The reason it doesn’t work well is because it doesn’t distinguish between cases where the LLM has lots of different ways to say the same thing, and cases where the LLM has lots of different things to say.

The first case can be what is called “lexical” or “syntactic” uncertainty - uncertainty about exactly which words to use.

The second can be called “semantic” uncertainty - uncertainty about the right meaning for the answer.

We introduce a family of methods for estimating semantic uncertainty. Specifically, we compute the “semantic entropy”, which is the entropy of the output distribution in “meaning-space” rather than “token-sequence-probability-space”.

Using our approach we can:

Identify which questions an LLM is likely to get wrong.
Refuse to answer questions that are likely to be answered wrong.
Get extra help when answering questions that are likely to be answered wrong.
Identify specific claims in longer passages which are likely to be wrong.

We show that this works across a range of models including GPT-4, LLaMA 2, and Falcon, with and without instruction tuning.

How it works

The method is simple to implement and you can copy our code. The key steps are:

Sample \(K\) answers. More \(K\) is better, but 5 or so is plenty.
Compute the token-sequence probability for each answer just by adding the log-probs of each chosen token (we normalize this by sequence length as well).
Check which answers mean the same thing as each other (the secret sauce - details below).
Add up the probabilities of answers that share a meaning.
Compute the entropy over these probabilities.

When that number is high, your question is likely to lead to wrong answers.

The key step is checking which answers mean the same thing as each other. This isn’t hard to do, it just takes an extra loop. We check if answers share a meaning in two ways. The easiest (but a bit more expensive) is to just ask a general-purpose LLM if they mean the same thing as each other. Another option is to use a cheaper dedicated Natural Language Inference model and see if each answer entails the other, which is often an indicator of a shared meaning.

There are some nuances here, that we go into in the paper. For example, context matters. In one case we found that the system treated “brain” and “central nervous system” as meaning the same thing, even though in the specific context of the question “Encephalytis is an inflamation of what?” they are different. If you want to use this in production, we strongly recommend checking some actual examples in your use case. But we generally found that the task of checking shared meaning is a lot easier for the LLM than answering the original question.

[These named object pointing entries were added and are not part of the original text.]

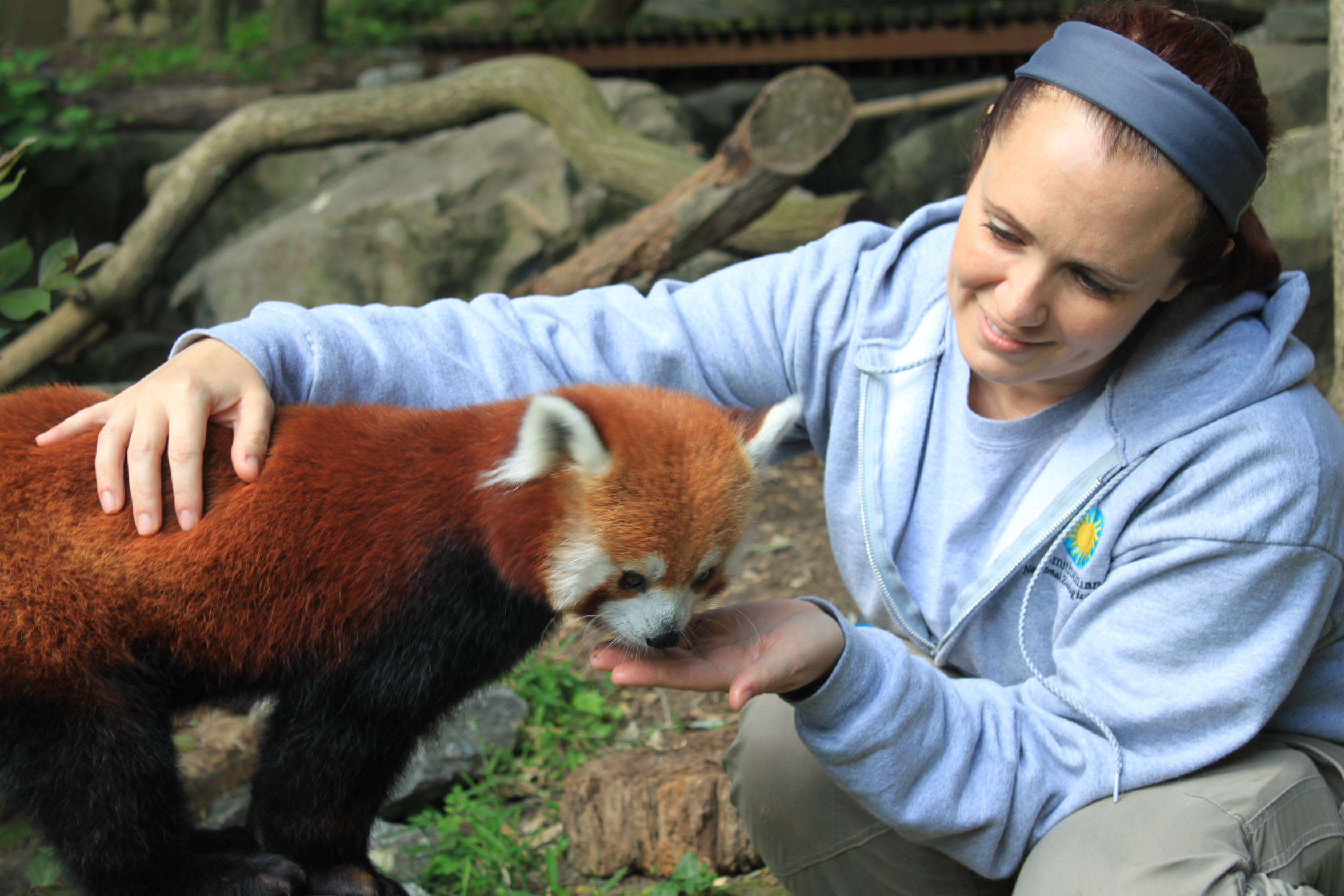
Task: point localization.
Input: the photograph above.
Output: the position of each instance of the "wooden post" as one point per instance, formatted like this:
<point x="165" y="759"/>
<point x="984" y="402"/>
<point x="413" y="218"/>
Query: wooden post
<point x="796" y="121"/>
<point x="553" y="90"/>
<point x="1337" y="125"/>
<point x="608" y="13"/>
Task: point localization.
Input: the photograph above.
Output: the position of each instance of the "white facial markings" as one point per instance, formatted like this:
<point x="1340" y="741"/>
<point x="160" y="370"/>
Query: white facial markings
<point x="655" y="567"/>
<point x="650" y="614"/>
<point x="577" y="567"/>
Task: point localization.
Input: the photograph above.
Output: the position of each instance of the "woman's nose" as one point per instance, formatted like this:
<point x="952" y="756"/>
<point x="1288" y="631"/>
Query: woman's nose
<point x="1022" y="299"/>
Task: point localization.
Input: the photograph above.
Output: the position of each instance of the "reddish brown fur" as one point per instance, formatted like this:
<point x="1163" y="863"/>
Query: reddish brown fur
<point x="363" y="493"/>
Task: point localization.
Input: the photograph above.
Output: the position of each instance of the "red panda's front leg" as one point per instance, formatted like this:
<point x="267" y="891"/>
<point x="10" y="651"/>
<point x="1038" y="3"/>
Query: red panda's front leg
<point x="341" y="737"/>
<point x="102" y="787"/>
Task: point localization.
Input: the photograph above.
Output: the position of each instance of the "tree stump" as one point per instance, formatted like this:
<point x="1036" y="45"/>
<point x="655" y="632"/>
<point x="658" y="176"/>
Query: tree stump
<point x="646" y="809"/>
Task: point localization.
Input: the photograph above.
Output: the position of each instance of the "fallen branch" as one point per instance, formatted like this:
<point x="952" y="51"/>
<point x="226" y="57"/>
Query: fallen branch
<point x="936" y="98"/>
<point x="553" y="90"/>
<point x="795" y="123"/>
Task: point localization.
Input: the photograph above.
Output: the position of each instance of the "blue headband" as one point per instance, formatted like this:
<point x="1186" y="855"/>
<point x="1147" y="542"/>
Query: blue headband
<point x="1190" y="127"/>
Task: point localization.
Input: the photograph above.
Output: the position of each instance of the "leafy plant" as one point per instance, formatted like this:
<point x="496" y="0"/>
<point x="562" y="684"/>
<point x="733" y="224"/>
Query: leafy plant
<point x="484" y="847"/>
<point x="31" y="108"/>
<point x="43" y="868"/>
<point x="569" y="718"/>
<point x="59" y="266"/>
<point x="691" y="878"/>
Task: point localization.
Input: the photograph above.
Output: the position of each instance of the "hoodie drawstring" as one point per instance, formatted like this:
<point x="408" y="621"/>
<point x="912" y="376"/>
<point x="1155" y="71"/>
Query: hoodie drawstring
<point x="1117" y="758"/>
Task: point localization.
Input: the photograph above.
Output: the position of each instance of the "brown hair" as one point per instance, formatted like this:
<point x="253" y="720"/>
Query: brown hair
<point x="1207" y="55"/>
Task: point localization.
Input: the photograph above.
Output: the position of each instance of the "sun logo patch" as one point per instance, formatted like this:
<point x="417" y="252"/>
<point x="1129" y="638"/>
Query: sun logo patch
<point x="1085" y="535"/>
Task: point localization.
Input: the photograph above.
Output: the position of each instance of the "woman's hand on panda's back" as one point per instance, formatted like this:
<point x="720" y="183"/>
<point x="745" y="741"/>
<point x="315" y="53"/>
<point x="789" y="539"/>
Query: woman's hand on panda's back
<point x="765" y="646"/>
<point x="169" y="410"/>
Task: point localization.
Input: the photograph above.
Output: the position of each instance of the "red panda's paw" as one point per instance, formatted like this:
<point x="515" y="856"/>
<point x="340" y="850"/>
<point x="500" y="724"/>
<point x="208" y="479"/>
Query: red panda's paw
<point x="353" y="880"/>
<point x="246" y="876"/>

Then you can use a simple algorithm to add each new answer to one of the existing ‘meaning-clusters’ which you then add up the probabilities for. The full paper has some worked examples, and again you can just use our code.

How well does it work?

Pretty well. Across a range of question answering datasets, from natural questions to math to biology it helps determine cases where the answer is likely wrong.

We use two main metrics.

Area under the receiver operating characteristic curve (AUROC) represents how good the method is at predicting whether an answer is likely to be correct or incorrect.

Area under the rejection accuracy curve (AURAC) represents how much better your accuracy becomes if you reject (refuse to answer) the questions you are most uncertain about.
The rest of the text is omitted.